Minggu, 01 Januari 2023
jpnn.com, JAKARTA – Ekonom dan Pakar Kebijakan Publik Narasi Institute Achmad Nur Hidayat menilai pemerintah sangat berambisi untuk menerapkan UU Cipta Kerja.
Pasalnya, UU Cipta Kerja dianggap inkonstitusional oleh Mahkamah Konstitusi (MK) dan ditransformasi menjadi Perppu yang menjadi hak subjektif presiden atas situasi mendesak.
Menurutnya, pemerintah seperti kejar tayang sehingga konflik Rusia dan Ukraina dijadikan tapeng yang tampak dimata publik.
“Ini bukan situasi mendesak karena konflik Rusia dan Ukraina melainkan desakan oligarki yang ingin konten Perppu Cipta Kerja segera diterapkan,” ujar Achmad, Minggu (1/12).
Sebelumnya, Presiden Joko Widodo (Jokowi) menerbitkan Peraturan Pemerintah Pengganti Undang-Undang atau Perpu Cipta Kerja.
Artinya, dengan penerbitan perppu ini tersebut maka putusan MK perihal UU Cipta Kerja pun gugur.
Jokowi menyampaikan dunia sedang tidak baik dan ada ancaman sehingga risiko ketidakpastian itulah yang menyebabkan pemerintah mengeluarkan Perppu.
Menurutnya Jokowi, hal itu sangat penting karena ekonomi di 2023 akan sangat tergantung pada investasi dan ekspor.
Meskipun demikian, UU Cipta Kerja yang diputuskan oleh MK sebelumnya lebih melayani dan memfasilitasi kepentingan koorporasi dan pemodal sehingga rakyat menolak penerapan UU Cipta Kerja.

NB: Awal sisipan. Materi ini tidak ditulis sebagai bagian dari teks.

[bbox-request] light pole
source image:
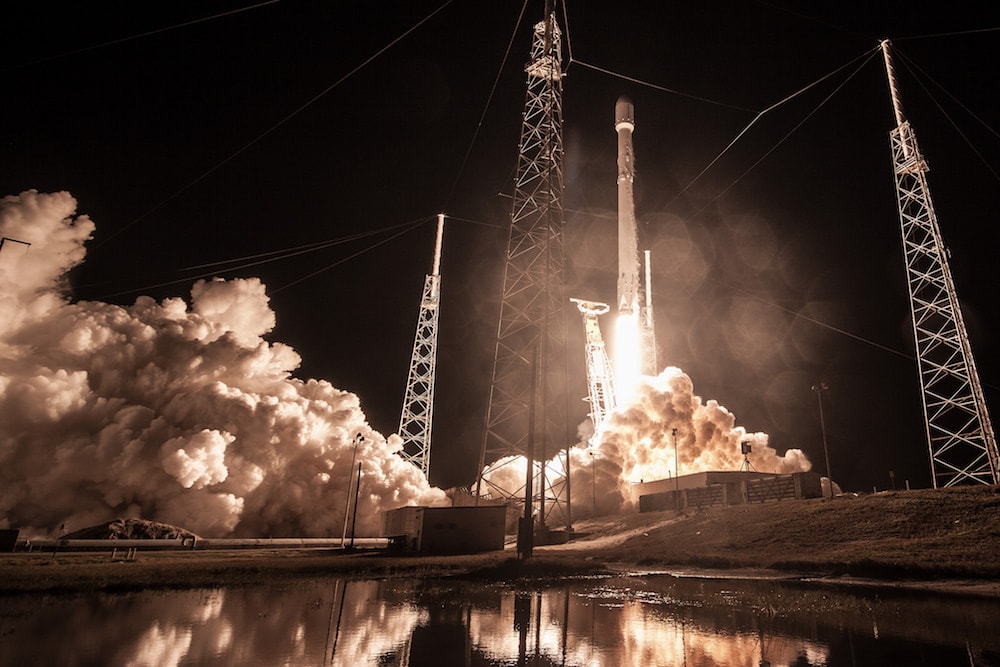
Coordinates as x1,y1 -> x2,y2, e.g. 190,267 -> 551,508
349,461 -> 362,549
589,450 -> 596,514
672,428 -> 679,494
811,383 -> 833,499
341,433 -> 364,547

“Perppu ini secara tidak langsung menjadi sebuah pembangkangan terhadap konstitusi dan merendahkan institusi MK,” kata Achmad.

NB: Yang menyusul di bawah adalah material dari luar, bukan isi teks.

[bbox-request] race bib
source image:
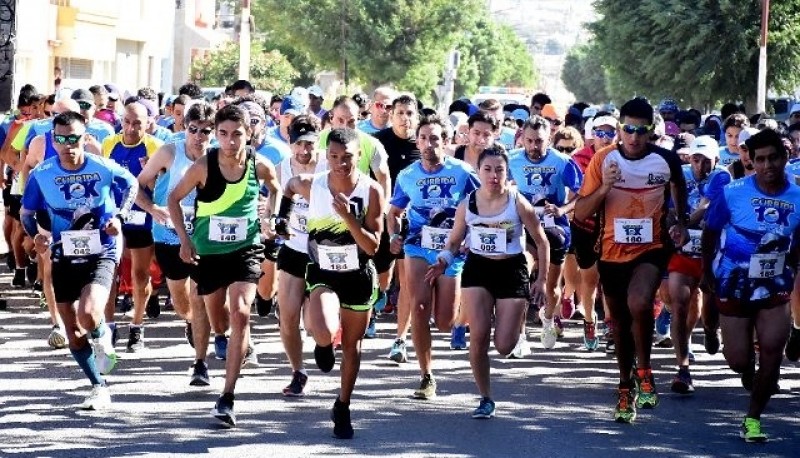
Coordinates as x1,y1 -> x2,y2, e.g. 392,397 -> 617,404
61,229 -> 102,257
533,206 -> 556,229
126,210 -> 147,226
469,226 -> 507,254
748,253 -> 785,279
164,206 -> 195,233
209,216 -> 247,242
681,229 -> 703,255
421,226 -> 451,250
317,244 -> 359,272
613,218 -> 653,244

Achmad menegaskan seharusnya MK bereaksi terhadap terbitnya Perppu ini karena perintah sedang mempertontonkan kekuasaannya dengan mempermainkan rasa kegentingan situasi geopolitik.
Karena itu, Perppu Cipta kerja Nomor 2 tahun 2022 diprediksi akan ditolak publik.
“Pemerintah harusnya khawatir bila publik kembali marah dan berniat aksi massal kembali karena kemarahan publik di 2023 akan menambah berat ekonomi di tengah ancaman resesi,” tegas Achmad.